1960 · Johann Sebastian Bach

Universitas

Breitkopf & Härtel; vorliegende Ausgabe aus Leipzig: 63. Tausend, 1954; vorliegende Ausgabe aus Wiesbaden: 1957; 791 Seiten

Im Jahre 1873 war der erste, im Jahr 1880 der zweite Band der großen Bach-Biographie von Philipp Spitta erschienen, wohl die imposanteste musikgeschichtliche Leistung des ganzen 19. Jahrhunderts, ein Werk, das nicht nur das Leben und Schaffen Bachs, sondern auch das seiner Umwelt und seiner Vorgänger, besonders Buxtehude und Schütz, auf Grund von umfassender Quellenforschung erstmals erleuchtete. Aus ihr hatten die in der Folgezeit erschienenen kleineren Biographien geschöpft, ohne sie auszuschöpfen.

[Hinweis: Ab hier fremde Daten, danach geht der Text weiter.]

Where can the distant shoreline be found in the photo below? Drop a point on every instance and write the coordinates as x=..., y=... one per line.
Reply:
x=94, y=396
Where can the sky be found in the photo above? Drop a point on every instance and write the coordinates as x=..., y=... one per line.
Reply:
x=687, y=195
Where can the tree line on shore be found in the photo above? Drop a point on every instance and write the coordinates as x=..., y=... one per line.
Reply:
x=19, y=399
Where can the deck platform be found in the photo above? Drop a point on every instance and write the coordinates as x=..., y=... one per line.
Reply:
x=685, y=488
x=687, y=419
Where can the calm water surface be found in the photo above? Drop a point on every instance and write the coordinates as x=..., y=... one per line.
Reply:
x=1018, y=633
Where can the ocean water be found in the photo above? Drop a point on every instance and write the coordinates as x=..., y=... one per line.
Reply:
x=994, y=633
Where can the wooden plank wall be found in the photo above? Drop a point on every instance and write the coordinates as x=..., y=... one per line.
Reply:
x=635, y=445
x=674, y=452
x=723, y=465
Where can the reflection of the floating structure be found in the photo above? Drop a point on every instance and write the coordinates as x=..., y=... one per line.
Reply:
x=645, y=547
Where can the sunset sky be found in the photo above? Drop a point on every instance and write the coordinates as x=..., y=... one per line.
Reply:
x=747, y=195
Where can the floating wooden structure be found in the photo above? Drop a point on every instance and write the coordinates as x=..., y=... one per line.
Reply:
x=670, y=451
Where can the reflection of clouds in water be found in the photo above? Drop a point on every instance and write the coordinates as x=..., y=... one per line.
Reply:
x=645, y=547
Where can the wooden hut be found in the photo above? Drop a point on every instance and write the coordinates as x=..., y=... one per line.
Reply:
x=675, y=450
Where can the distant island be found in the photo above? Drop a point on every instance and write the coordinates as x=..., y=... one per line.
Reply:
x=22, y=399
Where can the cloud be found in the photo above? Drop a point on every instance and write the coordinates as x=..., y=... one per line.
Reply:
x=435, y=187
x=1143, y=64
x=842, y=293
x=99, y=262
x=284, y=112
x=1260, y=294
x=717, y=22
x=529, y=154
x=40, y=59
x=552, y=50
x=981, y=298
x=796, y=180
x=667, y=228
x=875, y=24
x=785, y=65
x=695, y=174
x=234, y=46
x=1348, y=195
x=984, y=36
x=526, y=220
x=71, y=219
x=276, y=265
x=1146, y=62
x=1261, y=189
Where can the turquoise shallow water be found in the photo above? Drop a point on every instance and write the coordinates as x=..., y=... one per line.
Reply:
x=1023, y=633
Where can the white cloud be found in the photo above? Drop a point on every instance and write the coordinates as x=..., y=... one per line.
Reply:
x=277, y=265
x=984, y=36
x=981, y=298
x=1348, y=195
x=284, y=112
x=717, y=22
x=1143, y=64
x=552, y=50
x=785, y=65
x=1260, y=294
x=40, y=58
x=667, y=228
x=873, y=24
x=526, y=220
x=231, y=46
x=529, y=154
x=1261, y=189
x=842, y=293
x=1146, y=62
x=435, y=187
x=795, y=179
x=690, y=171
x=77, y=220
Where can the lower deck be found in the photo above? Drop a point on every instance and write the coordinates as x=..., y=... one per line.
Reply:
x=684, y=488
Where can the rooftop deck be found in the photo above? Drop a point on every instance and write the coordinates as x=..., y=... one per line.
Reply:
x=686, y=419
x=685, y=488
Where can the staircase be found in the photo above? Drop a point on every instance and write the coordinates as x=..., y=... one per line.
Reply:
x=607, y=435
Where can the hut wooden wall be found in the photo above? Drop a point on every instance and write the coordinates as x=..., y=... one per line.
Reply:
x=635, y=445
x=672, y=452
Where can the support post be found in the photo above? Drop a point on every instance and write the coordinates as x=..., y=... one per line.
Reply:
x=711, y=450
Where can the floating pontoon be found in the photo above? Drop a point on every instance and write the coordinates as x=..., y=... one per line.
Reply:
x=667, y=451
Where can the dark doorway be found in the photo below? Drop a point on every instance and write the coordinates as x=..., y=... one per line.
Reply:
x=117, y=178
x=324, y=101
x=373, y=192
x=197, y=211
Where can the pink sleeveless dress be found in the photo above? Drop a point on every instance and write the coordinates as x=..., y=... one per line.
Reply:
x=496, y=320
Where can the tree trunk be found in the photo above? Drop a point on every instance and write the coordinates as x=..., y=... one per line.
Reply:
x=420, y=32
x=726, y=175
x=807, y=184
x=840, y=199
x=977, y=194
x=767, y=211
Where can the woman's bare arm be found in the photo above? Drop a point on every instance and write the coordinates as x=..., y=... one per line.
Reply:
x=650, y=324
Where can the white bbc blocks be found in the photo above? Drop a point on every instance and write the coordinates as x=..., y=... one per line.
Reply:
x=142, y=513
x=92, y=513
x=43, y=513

Einen neuen Klang und einen entscheidenden, bis heute fortwirkenden Anstoß erhielt aber die Bachforschung erst durch ein Buch des jungen elsässischen Theologen Albert Schweitzer: "J. S. Bach, le musicien poète", das 1905 in französischer Sprache, dann bedeutend erweitert 1908 in deutscher Sprache unter dem schlichten Titel "J. S. Bach" erschien. Man darf ohne Übertreibung sagen, daß wohl noch nie eine Musikerbiographie einen so raschen und anhaltenden Erfolg sowohl bei Fachleuten wie bei Laien gehabt hat wie dieses Buch, das schon 1911 von dem bedeutenden englischen Musikforscher Ernest Newman ins Englische übersetzt wurde, und das ohne Veränderung des Textes (von ein paar kleinen Verbesserungen abgesehen) schon 1931 seine achte Auflage erlebt hatte, und noch heute für viele Leser den besten Zugang in die Welt Bachs bildet. Wir stellen die drei Fragen: welchen Vorzügen verdankt es diesen außergewöhnlichen Erfolg? Wie war seine Wirkung auf die Bach-Forschung? Wieweit haben seine Ergebnisse heute - nach mehr als fünfzig Jahren - noch Gültigkeit?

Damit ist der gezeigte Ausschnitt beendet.